Unlike previous years when thousands of local faithful and tourists would gather outside the Church of the Nativity and dozens others would pack their balconies to watch the Christmas procession, only marching bands of the local scout groups were allowed for the parade that welcomed the Latin Patriarch Pierbattista Pizzaballa.
Pizzaballa headed the annual procession from the Latin Patriarchate in Jerusalem and to Manger Square, passing as usual through a massive metal gate in the towering Israeli concrete wall that separates Bethlehem from Jerusalem.
He was welcomed at Manger Square by a host of officials and clergy, who were wearing their face masks and maintained social distancing, ahead of the midnight mass at the Church of the Nativity, built over the grotto where Christian tradition says Jesus Christ was incarnated.

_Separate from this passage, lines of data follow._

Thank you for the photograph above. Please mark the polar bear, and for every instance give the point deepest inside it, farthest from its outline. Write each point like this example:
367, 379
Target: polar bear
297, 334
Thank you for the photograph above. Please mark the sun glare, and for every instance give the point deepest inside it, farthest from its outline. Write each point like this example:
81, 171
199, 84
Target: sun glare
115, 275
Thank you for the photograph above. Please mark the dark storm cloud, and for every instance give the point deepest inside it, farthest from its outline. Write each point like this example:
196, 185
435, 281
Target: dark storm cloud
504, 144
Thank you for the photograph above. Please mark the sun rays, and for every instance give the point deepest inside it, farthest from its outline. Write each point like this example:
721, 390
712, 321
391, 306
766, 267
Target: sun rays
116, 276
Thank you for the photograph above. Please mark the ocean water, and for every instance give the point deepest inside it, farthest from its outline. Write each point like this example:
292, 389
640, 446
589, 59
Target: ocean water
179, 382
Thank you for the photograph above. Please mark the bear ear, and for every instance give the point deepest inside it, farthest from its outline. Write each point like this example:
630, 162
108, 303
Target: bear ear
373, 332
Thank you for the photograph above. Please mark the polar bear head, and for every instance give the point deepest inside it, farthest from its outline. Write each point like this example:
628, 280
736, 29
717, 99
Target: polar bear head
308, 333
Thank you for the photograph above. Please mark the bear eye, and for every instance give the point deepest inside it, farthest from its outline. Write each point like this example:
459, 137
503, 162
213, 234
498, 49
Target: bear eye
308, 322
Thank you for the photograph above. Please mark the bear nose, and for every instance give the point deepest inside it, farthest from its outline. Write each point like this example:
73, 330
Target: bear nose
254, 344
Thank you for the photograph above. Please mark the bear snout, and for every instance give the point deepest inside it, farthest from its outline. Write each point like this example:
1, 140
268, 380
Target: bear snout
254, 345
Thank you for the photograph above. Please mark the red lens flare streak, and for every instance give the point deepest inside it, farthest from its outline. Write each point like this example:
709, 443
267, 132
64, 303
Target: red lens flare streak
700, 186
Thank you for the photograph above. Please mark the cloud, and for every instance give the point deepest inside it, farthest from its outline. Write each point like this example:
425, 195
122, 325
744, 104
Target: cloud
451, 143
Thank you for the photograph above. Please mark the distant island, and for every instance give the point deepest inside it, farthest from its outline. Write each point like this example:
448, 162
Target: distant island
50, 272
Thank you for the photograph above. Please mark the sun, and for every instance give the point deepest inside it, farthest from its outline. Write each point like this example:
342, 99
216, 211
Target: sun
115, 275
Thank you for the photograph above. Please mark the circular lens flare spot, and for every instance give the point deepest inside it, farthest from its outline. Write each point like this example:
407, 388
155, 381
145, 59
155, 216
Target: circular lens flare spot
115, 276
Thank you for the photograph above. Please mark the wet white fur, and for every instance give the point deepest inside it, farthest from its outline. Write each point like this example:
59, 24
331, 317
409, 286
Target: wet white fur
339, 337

This year, the Christmas Eve Mass, seen as the most important annual event at the Nativity church, will be closed to the public as a strict general lockdown remains in place across the occupied territories to help rein in the pandemic outbreak. The mass will be streamlined live on TV, as it is the case every year.
As part of the lockdown measures, all restaurants, cafes, schools, hotels and stores are closed, except for pharmacies, bakeries and grocery stores, and all large gatherings are forbidden.
The city of Bethlehem recorded its first Covid-19 cases in early March. Numbers soon spiked to some 9,500 cases and 91 deaths, as announced by the Health Ministry.
Early on in the pandemic, Israel closed its borders to foreigners, effectively banning travel to the Palestinian territories. Palestinian citizens of Israel and Palestinians from other West Bank districts have not been able to visit Bethlehem for the Christmas season either.
Until the pandemic, the tourism industry in the city, which relies on Christmas time businesses, was anticipating its best year in two decades. However, the pandemic has forced hotels, souvenir shops and restaurants dotting the hometown of Jesus to shut down and lay off staff.
Christians from the besieged Gaza Strip generally receive special permits from the Israeli authorities to attend the Christmas celebrations, but this year those permits have not been issued.
Many Palestinian Christians are choosing to leave their homeland to escape the 63-years of Israeli occupation of the West Bank.
Living under military occupation, Palestinian Christians have been suffering as a result of Israel’s policies of land seizures (land grab), colonial settlement construction, movement restrictions and, for those living in Jerusalem, the revocation of residency identity cards.
The Church of the Nativity is administered by three churches, the Roman Catholic Church, the Greek Orthodox Church and the Armenian Church. The Orthodox and Oriental churches will celebrate the feast on December 25 according to the Julian Calendar, equivalent to January 7.